L’atteinte à la réputation de l’employeur à la suite de la diffusion d’un reportage télévisé
L’analyse du TAT relative à l’atteinte à la réputation de l’employeur nous a fait penser à celle d’une sentence arbitrale de griefs rendue en novembre 2024.
Dans cette affaire, le plaignant travaillait de nuit comme préposé aux bénéficiaires dans un centre d’hébergement et de soins de longue durée. Il a été congédié après la diffusion d’un reportage de l’émission JE concernant des événements survenus près de 20 ans auparavant, lorsqu’il entraînait des équipes scolaires de basketball féminin.
Dans le reportage, une ancienne athlète dénonçait notamment les méthodes du plaignant et le fait qu’ils aient eu une relation intime après qu’elle fut devenue majeure.
Devant l’arbitre, l’employeur a allégué qu’il était fondé à congédier le plaignant en raison notamment de la répercussion des gestes reprochés sur la réputation de l’établissement.
Le syndicat s’est opposé au dépôt en preuve du reportage étant donné qu’il s’agissait de ouï-dire.
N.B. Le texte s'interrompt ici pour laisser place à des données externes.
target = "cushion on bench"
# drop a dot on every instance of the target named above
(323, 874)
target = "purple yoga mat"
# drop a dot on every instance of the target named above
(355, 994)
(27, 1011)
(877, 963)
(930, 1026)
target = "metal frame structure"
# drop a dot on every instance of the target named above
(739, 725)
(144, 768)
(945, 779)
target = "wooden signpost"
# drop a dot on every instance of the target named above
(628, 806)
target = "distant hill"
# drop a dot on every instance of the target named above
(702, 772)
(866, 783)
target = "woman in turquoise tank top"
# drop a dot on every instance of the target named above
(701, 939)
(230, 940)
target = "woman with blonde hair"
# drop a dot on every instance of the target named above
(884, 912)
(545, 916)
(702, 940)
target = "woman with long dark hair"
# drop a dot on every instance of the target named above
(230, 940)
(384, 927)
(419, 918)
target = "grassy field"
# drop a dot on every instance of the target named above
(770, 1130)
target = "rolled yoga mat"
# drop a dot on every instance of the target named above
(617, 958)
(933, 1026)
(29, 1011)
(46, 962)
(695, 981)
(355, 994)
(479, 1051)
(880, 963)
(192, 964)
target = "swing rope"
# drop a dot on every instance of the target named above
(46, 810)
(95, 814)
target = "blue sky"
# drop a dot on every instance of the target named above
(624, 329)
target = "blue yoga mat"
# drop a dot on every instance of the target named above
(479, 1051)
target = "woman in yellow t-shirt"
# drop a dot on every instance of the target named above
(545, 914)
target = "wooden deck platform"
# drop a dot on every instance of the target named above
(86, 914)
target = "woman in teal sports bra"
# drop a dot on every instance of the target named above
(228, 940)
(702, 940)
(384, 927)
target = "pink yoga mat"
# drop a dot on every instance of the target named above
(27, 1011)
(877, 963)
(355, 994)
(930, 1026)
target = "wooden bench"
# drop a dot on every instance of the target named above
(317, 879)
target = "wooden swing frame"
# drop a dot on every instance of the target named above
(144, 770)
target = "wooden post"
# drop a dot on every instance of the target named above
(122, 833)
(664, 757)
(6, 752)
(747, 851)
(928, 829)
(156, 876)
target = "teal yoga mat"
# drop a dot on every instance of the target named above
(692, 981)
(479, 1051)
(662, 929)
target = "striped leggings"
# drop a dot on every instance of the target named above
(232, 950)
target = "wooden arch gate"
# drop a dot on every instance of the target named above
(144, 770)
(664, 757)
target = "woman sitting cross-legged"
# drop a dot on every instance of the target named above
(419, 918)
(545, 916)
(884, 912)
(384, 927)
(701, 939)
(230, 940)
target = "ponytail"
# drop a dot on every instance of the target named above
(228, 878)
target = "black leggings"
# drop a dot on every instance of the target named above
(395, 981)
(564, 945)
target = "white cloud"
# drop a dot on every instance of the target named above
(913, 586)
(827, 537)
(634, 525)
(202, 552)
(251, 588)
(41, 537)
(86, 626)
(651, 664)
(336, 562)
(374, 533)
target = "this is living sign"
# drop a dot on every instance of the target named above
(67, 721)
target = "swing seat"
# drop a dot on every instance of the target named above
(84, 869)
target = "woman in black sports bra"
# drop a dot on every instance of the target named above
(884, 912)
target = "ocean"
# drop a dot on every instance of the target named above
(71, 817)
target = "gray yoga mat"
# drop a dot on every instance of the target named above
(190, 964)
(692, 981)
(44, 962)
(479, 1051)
L’employeur n’ayant pas fait témoigner les personnes interviewées dans le reportage, l’arbitre a conclu que les allégations faites dans celui-ci ne pouvaient être reçues en preuve.
La seule preuve au dossier était donc le témoignage du plaignant, qui a nié les allégations faites contre lui dans le reportage. Il a reconnu avoir eu une relation consensuelle avec l’athlète alors qu’elle était majeure et étudiait au collégial, mais a nié avoir abusé de son autorité pour obtenir des faveurs sexuelles de cette dernière.
En l’absence d’autre preuve, l’arbitre a conclu que l’employeur n’avait pas démontré que le plaignant avait commis les gestes invoqués au soutien du congédiement. L’arbitre a donc annulé le congédiement et ordonné la réintégration du plaignant
Malgré cette conclusion, l’arbitre a poursuivi son analyse. En tenant les fautes reprochées pour avérées, l’arbitre a conclu à l’absence de lien avec l’emploi occupé par le plaignant quelque 20 ans plus tard. Pour l’arbitre, rien ne démontrait que le plaignant représentait un risque pour la clientèle vulnérable de l’employeur.
Abordant la question de l’atteinte à la réputation de l’employeur, l’arbitre a conclu que ce dernier «a[vait] voulu protéger son image sur la base de craintes subjectives, sans connaître au moment du congédiement, ni démontrer à l’audience les impacts concrets et prévisibles des manquements reprochés [au plaignant] sur sa capacité à accomplir ses fonctions de préposé aux bénéficiaires, ni sur la capacité du CIUSSS à accomplir sa mission» (Syndicat du personnel paratechnique, des services auxiliaires et de métier du CIUSSS de la Mauricie et du Centre-du-Québec – CSN, paragr. 108).